Backtesting

We Combined 1.1 Million Strategy Pairs. Three in Four Diluted the Better One.

2026.07.04·9 min read·Rulyfi

Key Takeaways

We combined all 1,131,321 pairs of gauntlet-surviving Bitcoin strategies, 417 longs by 2,713 shorts, with zero extra backtests, and scored each pair's luck-adjusted confidence (the Deflated Sharpe Ratio) in closed form. 74.61% came out worse than simply keeping the better of the two strategies alone, and 74.21% after collapsing parameter twins.

Worse than your best is not worse than luck. 91.7% of the composites still cleared the luck baseline (DSR > 0.5), and only 4.44% fell below even the weaker leg. Combining rarely beats your best idea, and it rarely breaks it either.

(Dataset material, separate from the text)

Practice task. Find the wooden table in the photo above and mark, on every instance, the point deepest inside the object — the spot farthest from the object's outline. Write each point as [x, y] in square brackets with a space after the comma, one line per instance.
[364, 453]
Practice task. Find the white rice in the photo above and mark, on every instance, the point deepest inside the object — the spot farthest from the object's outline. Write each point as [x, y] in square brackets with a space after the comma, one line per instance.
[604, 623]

Combining can never raise per-trade quality: by the Cauchy-Schwarz inequality, a composite's per-trade Sharpe is at most the better leg's. The only thing pooling buys is evidence, more trades and a lower luck hurdle, which is why a strong-plus-weak pair dilutes and a strong-plus-strong pair can lift.

Only 3 of 1,131,321 pairs cleared DSR 0.95, one idea after removing twins, and every one was a strong long pooled with a strong, nearly independent short. The rule that falls out: pool two strong, nearly independent survivors, and never average a champion with an also-ran.

You finally have a strategy that survives. It cleared the luck baseline, it traded often enough to trust, and it held up out of sample, so you do the natural thing: you reach for a second one. Hedge the long with a short, stack another signal for confirmation, tell yourself two edges are safer than one. We measured that instinct across every pair of our best strategies, and three out of four times, combining made things worse.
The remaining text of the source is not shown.